There’s no place like Home: St. Charles Catholic celebrates new Stadium blessing & ribbon-cutting

Published 12:05 am Saturday, September 28, 2019

LAPLACE — Friday night’s football game against E.D. White was a special milestone for the St. Charles Catholic Comets, coinciding with the blessing and dedication of the new $540,000 Thomas J. Dupuy Stadium.

SCC’s original stadium was part of the last remaining remnants of the upper deck of the famous Tulane/ Sugar Bowl stadium, according to St. Charles Catholic Advisory board president Louis Authement. Before its demolition in 1979, four years after the introduction of the Super Dome, the Sugar Bowl Stadium was the birthplace of the New Orleans Saints in 1967.

“At its glory, that original stadium hosted three of the first nine super bowls and put the city of New Orleans on the NFL’s map,” Authement said, detailing how the remnants of the stadium later became part of the St. Charles Catholic community.

“Our dads literally welded the pieces together, and our football players on Saturdays were bused to New Orleans to the demolition site to take down benches so our fans would have a place to sit to piece together what has been for 40 years our handed down home-side stadium,” Authement said.

After another four decades, the resilient upper deck was recently demolished. A sole surviving piece of the upper deck was gifted to special guest Gayle Benson, owner of the New Orleans Saints and wife of the late Tom Benson, during Friday’s dedication.

Over the years, that piece has been there for generations of Comets football players, cheerleaders, dance team members and band members. During that time, the Comets have qualified for the state playoffs 17 consecutive years under the guidance of Hall of Fame head coach Frank Monica.

Funding for the new stadium was made possible by generous donations from the New Orleans Saints, the NFL Foundation and the Local Initiatives Support Corporation, in addition to donations from friends, parents and alumni.

“Because of every single one of you, for every dollar that you donated, we now have for the first time in 71 years our new stadium,” Authement said. “Mark this moment in your memory as proof of what a community can do when it is grounded and rooted in faith.”

Monica looks forward to continuing the Comets’ winning tradition.

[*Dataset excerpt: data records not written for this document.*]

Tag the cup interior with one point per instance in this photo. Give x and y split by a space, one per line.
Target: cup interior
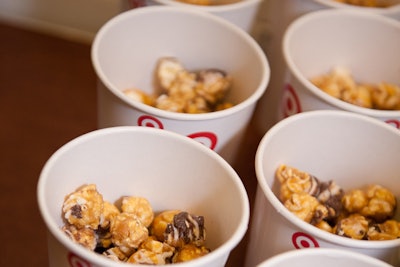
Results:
364 43
171 171
352 150
127 48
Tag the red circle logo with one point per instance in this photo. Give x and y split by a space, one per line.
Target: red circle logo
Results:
206 138
303 240
290 101
150 121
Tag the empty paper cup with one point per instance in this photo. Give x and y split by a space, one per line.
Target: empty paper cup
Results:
170 170
318 42
127 48
326 257
273 19
241 13
350 149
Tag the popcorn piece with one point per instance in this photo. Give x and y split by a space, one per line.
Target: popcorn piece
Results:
128 231
330 195
386 96
387 230
184 91
374 202
214 85
116 254
161 222
123 235
179 228
167 70
140 207
294 181
189 252
152 252
354 226
140 96
83 236
340 84
109 213
83 208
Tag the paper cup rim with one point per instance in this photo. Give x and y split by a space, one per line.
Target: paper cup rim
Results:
95 258
212 8
283 211
248 102
299 22
326 252
393 9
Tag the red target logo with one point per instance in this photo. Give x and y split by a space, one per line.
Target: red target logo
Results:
303 240
290 101
150 121
75 261
394 123
206 138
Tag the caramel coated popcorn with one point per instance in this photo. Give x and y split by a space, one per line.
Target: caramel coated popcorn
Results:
340 84
185 91
363 213
131 232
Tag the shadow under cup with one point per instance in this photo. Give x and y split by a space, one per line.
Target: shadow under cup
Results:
125 53
171 171
351 149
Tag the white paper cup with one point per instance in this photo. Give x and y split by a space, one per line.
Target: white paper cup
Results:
241 13
170 170
322 256
317 42
125 52
272 20
351 149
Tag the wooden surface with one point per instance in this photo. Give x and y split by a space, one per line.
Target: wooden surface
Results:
47 98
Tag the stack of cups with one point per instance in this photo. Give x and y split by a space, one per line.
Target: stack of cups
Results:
272 23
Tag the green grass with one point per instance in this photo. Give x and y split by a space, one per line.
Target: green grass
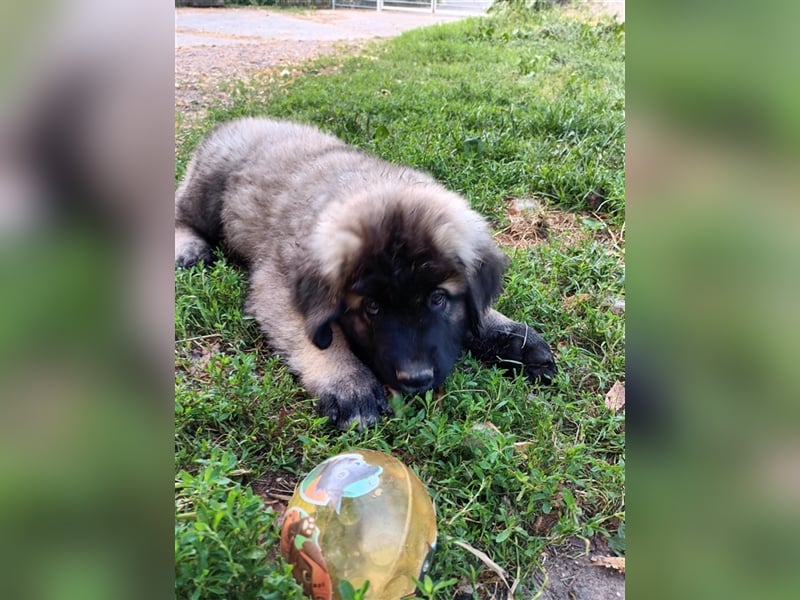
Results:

“I am motivated to teach young kids fundamentals while instilling discipline and accountability which ultimately creates one’s work ethic,” Monica said. “I hope students walk away from SCC with a wholesome experience in an environment of enthusiasm.”

Student Council President Trey Lowry and FCA leader Justin Dumas led a prayer before the ribbon-cutting Friday, and Maggie Powell led the singing of the National Anthem.